The public battle between the online search competitors began Tuesday after Danny Sullivan at Search Engine Land reported that Google had staged an undercover “sting operation” to trick Bing into copying bogus search results after engineers noticed Bing results for an obscure eye surgery, called tarsorrhaphy, looking suspiciously similar to their own.
In Google’s newest presentation of evidence, Singhal further explains how they came to discover that Bing was copying Google spelling corrections and search results:
We noticed that URLs from Google search results would later appear in Bing with increasing frequency for all kinds of queries: popular queries, rare or unusual queries and misspelled queries. Even search results that we would consider mistakes of our algorithms started showing up on Bing.
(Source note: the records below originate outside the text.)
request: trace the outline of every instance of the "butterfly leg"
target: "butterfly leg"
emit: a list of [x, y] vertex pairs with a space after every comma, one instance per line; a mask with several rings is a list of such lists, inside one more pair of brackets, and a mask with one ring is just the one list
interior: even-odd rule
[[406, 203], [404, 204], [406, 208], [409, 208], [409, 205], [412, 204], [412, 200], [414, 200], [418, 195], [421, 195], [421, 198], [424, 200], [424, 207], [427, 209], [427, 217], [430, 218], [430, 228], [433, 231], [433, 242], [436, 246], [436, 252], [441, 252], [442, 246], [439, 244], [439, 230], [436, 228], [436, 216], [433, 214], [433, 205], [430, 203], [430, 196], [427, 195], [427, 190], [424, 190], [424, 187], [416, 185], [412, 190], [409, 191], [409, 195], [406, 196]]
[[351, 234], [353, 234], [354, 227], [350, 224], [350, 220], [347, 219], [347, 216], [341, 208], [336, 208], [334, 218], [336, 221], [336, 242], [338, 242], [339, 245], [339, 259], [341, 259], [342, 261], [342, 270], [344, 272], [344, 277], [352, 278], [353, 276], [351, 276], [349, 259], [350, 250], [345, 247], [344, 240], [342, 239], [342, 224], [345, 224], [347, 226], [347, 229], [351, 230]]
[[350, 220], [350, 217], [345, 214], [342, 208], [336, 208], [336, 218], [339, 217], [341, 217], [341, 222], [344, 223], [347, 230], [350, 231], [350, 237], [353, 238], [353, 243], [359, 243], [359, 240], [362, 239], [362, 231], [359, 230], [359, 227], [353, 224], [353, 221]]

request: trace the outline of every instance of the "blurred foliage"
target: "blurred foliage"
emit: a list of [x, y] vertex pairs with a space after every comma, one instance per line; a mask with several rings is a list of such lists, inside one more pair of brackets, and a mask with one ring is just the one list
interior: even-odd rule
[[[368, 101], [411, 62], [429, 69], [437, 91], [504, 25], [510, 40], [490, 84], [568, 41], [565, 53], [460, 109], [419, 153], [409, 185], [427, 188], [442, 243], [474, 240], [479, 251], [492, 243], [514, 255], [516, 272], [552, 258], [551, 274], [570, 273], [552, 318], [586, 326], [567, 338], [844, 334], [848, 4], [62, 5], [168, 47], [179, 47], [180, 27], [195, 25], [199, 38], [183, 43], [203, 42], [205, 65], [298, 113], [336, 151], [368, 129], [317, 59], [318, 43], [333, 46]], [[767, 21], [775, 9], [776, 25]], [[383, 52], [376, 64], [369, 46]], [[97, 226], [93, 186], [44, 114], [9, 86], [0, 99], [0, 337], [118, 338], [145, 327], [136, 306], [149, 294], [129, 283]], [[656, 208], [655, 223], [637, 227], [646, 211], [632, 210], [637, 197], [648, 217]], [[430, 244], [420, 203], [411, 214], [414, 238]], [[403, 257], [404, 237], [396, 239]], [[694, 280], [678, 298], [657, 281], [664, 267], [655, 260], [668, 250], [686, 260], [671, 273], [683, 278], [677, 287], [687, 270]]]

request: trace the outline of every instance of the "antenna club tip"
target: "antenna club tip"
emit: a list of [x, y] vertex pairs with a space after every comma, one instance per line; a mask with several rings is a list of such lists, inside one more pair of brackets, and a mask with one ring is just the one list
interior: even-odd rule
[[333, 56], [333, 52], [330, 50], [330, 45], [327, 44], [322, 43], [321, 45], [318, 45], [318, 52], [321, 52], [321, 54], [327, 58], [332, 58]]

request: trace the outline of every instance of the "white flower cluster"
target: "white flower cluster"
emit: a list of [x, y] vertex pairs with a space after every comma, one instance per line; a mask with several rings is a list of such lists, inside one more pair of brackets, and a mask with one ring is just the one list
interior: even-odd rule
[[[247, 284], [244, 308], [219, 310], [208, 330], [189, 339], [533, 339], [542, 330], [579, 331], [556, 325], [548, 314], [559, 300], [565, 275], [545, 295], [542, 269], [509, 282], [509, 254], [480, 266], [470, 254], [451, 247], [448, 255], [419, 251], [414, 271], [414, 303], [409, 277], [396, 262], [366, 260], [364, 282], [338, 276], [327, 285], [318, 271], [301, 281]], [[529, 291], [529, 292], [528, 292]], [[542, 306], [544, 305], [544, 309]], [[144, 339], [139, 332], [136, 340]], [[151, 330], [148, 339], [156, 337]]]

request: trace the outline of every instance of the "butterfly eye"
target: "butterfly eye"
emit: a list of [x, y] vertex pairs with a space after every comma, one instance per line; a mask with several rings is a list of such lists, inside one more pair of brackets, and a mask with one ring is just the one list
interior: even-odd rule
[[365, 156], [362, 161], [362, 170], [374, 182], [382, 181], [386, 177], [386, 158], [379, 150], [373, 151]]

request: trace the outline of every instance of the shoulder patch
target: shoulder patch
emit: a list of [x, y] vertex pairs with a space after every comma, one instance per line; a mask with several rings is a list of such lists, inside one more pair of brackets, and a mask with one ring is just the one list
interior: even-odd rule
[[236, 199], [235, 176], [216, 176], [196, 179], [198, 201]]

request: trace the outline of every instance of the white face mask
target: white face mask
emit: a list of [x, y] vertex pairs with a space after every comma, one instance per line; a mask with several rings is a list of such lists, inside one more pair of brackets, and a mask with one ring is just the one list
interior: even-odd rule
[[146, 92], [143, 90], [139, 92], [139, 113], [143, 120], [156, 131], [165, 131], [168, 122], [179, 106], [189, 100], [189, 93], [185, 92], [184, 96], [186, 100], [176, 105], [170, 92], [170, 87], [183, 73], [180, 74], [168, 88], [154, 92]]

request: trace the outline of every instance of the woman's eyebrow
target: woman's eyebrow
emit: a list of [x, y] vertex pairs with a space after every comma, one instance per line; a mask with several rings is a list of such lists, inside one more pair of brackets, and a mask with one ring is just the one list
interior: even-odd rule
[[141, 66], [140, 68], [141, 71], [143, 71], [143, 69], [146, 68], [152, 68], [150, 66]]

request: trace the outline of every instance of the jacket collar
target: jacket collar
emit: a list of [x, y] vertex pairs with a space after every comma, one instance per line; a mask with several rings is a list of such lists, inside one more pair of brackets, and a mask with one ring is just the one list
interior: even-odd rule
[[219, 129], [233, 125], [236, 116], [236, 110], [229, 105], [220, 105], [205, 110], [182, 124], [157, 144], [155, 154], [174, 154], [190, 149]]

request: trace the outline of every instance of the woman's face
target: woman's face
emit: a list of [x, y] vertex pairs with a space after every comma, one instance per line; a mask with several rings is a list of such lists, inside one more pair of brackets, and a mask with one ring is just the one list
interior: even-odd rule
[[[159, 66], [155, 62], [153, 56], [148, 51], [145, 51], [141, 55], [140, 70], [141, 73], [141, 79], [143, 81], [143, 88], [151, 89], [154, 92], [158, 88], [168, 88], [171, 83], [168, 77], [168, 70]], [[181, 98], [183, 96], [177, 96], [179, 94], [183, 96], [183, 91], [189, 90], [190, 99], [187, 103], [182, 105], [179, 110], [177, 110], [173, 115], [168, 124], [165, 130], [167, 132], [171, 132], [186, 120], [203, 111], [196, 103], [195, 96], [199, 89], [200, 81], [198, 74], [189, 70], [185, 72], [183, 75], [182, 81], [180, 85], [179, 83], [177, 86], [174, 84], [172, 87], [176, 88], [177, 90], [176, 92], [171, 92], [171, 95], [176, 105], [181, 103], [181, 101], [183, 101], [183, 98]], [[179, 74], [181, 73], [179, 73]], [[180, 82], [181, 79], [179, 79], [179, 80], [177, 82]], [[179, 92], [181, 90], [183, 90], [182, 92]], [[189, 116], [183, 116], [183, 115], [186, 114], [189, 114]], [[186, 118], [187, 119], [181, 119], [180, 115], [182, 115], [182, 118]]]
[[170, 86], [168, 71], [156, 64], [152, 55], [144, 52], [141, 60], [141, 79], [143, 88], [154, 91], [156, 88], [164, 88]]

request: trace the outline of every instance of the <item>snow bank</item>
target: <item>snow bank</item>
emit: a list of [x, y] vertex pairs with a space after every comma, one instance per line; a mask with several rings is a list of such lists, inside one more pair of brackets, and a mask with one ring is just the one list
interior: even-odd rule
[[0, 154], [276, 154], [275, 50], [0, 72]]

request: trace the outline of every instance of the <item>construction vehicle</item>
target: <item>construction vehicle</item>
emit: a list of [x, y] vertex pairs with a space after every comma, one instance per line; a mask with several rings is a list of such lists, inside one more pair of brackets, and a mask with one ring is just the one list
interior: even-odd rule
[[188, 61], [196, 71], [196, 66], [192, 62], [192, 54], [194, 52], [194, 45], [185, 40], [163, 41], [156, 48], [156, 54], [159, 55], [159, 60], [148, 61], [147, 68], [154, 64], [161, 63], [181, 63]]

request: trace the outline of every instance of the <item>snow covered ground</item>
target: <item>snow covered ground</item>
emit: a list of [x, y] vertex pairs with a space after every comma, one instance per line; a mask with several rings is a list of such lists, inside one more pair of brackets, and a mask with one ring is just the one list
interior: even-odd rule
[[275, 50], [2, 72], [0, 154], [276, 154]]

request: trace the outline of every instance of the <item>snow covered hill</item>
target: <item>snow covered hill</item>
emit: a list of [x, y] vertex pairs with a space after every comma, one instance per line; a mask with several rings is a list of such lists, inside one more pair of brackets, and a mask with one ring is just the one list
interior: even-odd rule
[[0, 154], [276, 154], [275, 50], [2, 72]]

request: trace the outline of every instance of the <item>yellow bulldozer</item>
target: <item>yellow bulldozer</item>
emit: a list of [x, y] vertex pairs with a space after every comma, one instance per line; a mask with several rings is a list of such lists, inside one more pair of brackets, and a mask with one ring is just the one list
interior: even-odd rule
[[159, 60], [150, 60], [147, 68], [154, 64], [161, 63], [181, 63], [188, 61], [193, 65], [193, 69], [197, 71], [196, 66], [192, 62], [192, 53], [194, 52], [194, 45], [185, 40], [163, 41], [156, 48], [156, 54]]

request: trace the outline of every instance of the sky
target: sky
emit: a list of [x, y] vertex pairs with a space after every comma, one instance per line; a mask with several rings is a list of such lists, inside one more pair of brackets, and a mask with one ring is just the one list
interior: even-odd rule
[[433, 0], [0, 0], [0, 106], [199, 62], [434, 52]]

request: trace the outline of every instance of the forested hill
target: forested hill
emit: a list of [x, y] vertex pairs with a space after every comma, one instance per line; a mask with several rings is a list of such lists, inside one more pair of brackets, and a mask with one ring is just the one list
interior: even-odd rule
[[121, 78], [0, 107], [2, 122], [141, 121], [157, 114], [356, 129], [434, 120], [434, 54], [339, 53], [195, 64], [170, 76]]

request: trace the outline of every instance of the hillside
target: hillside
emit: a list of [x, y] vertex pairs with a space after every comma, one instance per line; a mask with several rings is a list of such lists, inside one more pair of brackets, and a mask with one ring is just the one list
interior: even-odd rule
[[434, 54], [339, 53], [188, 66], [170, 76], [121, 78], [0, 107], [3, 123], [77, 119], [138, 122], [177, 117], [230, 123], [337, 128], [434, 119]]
Microsoft has denied claims that it copied Google’s data about what people search and click to fine-tune Bing’s search results, telling ZDNet unequivocally that Bing does “not copy Google’s results.”
Bing VP Harry Shum continued the Microsoft line on the official Bing blog, saying: “To be clear, we learn from all of our customers. What we saw in today’s story was a spy-novelesque stunt to generate extreme outliers in tail query ranking. It was a creative tactic by a competitor, and we’ll take it as a back-handed compliment. But it doesn’t accurately portray how we use opt-in customer data as one of many inputs to help improve our user experience.”
This exchange was followed by a heated (and highly entertaining) back-and-forth on Twitter between Googlers and Microsoft’s communications chief Frank Shaw, who claimed that Google was the “pot calling [the] kettle black” because “Google collects customer data from Chrome and Android,” among other refutations.
The Google vs. Bing confrontation has sparked a wave of criticism — aimed at both sides — from the tech community. But to Google’s critics, Singhal says that the company’s goal is simple: “We would like for this practice to stop.”